At the same time, the experimentation that marked early Protestantism continues at a higher level and in radically new forms. Even the dialogue between Roman Catholicism, Judaism, and Protestantism represents a new experiment within Protestantism which seeks to find more relevant ways for the Church to serve the world. The experimentation that marks home missions work and theological education is but symptomatic of the continuing determination of the Protestant Churches in America to find fresh and vital ways to minister to contemporary life. New forms of ministry and experimentation in organizational structures are well under way. The Church is open to greater self-criticism than perhaps at any other time in American history. The Protestant Churches realize that they cannot go on ministering in the same old way if they wish to be responsible to their heritage and to contemporary life. Thus the Church faces the future! From the Pilgrims to the present century, it has sought a fuller, richer understanding of the gospel for each epoch. At times it has failed, at times it has been eminently successful.
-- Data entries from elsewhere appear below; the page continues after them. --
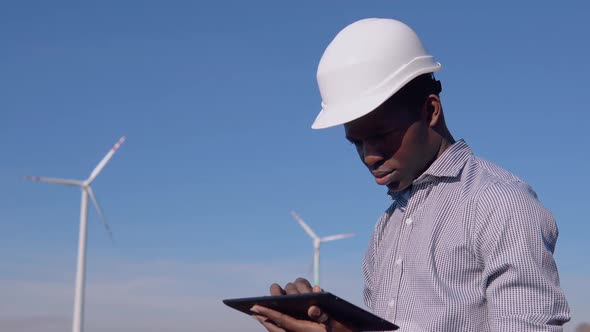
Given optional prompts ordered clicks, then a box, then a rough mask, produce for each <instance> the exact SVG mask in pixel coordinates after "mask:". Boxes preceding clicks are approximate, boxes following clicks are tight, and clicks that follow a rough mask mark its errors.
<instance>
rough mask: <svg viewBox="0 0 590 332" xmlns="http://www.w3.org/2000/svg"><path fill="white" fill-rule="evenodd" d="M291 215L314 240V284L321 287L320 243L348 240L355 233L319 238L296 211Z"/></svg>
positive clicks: (342, 234)
mask: <svg viewBox="0 0 590 332" xmlns="http://www.w3.org/2000/svg"><path fill="white" fill-rule="evenodd" d="M291 214H292V215H293V217H294V218H295V220H297V222H298V223H299V225H301V227H302V228H303V229H304V230H305V232H306V233H307V234H309V236H311V238H312V239H313V283H314V285H317V286H319V285H320V243H322V242H328V241H334V240H340V239H346V238H349V237H353V236H354V233H347V234H338V235H330V236H325V237H318V236H317V235H315V233H314V232H313V231H312V230H311V228H310V227H309V226H308V225H307V224H306V223H305V221H303V219H301V217H299V216H298V215H297V213H295V211H291Z"/></svg>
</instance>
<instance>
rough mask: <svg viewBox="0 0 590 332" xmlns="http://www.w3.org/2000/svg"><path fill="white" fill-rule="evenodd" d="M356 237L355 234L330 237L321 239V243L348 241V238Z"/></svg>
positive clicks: (329, 236)
mask: <svg viewBox="0 0 590 332" xmlns="http://www.w3.org/2000/svg"><path fill="white" fill-rule="evenodd" d="M354 235H355V234H354V233H347V234H338V235H330V236H326V237H323V238H321V239H320V241H321V242H328V241H334V240H340V239H346V238H349V237H353V236H354Z"/></svg>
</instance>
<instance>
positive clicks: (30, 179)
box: [23, 175, 82, 186]
mask: <svg viewBox="0 0 590 332" xmlns="http://www.w3.org/2000/svg"><path fill="white" fill-rule="evenodd" d="M23 178H24V179H25V180H31V181H36V182H46V183H57V184H65V185H67V186H82V181H78V180H70V179H58V178H45V177H41V176H29V175H27V176H23Z"/></svg>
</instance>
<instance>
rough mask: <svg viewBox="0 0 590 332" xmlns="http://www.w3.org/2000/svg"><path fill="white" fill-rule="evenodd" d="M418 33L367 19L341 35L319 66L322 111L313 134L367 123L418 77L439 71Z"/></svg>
mask: <svg viewBox="0 0 590 332" xmlns="http://www.w3.org/2000/svg"><path fill="white" fill-rule="evenodd" d="M440 68H441V65H440V63H438V62H436V61H435V59H434V57H432V56H431V55H429V54H428V53H427V52H426V50H425V49H424V46H423V45H422V42H421V41H420V39H419V38H418V36H417V35H416V33H415V32H414V31H413V30H412V29H411V28H410V27H408V26H407V25H405V24H404V23H402V22H399V21H396V20H392V19H380V18H367V19H363V20H360V21H357V22H354V23H352V24H350V25H349V26H347V27H346V28H344V29H342V31H340V32H339V33H338V34H337V35H336V37H335V38H334V40H332V42H331V43H330V45H328V47H327V48H326V50H325V51H324V54H323V55H322V58H321V60H320V63H319V65H318V71H317V80H318V85H319V88H320V94H321V96H322V110H321V112H320V113H319V114H318V116H317V118H316V119H315V121H314V123H313V125H312V126H311V127H312V128H314V129H321V128H328V127H332V126H336V125H340V124H343V123H347V122H349V121H352V120H355V119H357V118H360V117H362V116H363V115H365V114H368V113H369V112H371V111H373V110H374V109H375V108H377V107H379V105H381V104H382V103H383V102H385V101H386V100H387V99H388V98H389V97H391V96H393V94H395V93H396V92H397V91H398V90H399V89H401V88H402V87H403V86H404V85H405V84H406V83H408V82H410V81H411V80H412V79H414V78H416V77H417V76H419V75H422V74H426V73H432V72H435V71H438V70H440Z"/></svg>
In the 1950’s and 1960’s Christianity faced one of its greatest crises in the American scene. In some lands it was under the cross enduring persecution. In America it was so prosperous that it appeared to become flabby. Could it face these multiple threats? In an atomic age, destruction might come at any moment. But on the other hand, atomic science appeared ready to usher in a new age of comfort and progress through automation. In either case, the task of the Church remained constant -- to preach God’s judgment against all pretension, pride, and malice and to proclaim God’s creative, forgiving, and accepting love. Only in this way could modern man have a full understanding of his nature and his destiny in an age of violent extremes. The Church rests secure in the faith that God has more truth and light yet to break forth from his Holy Word and produce ever more exciting experiments and attempts to make it meaningful for modern man.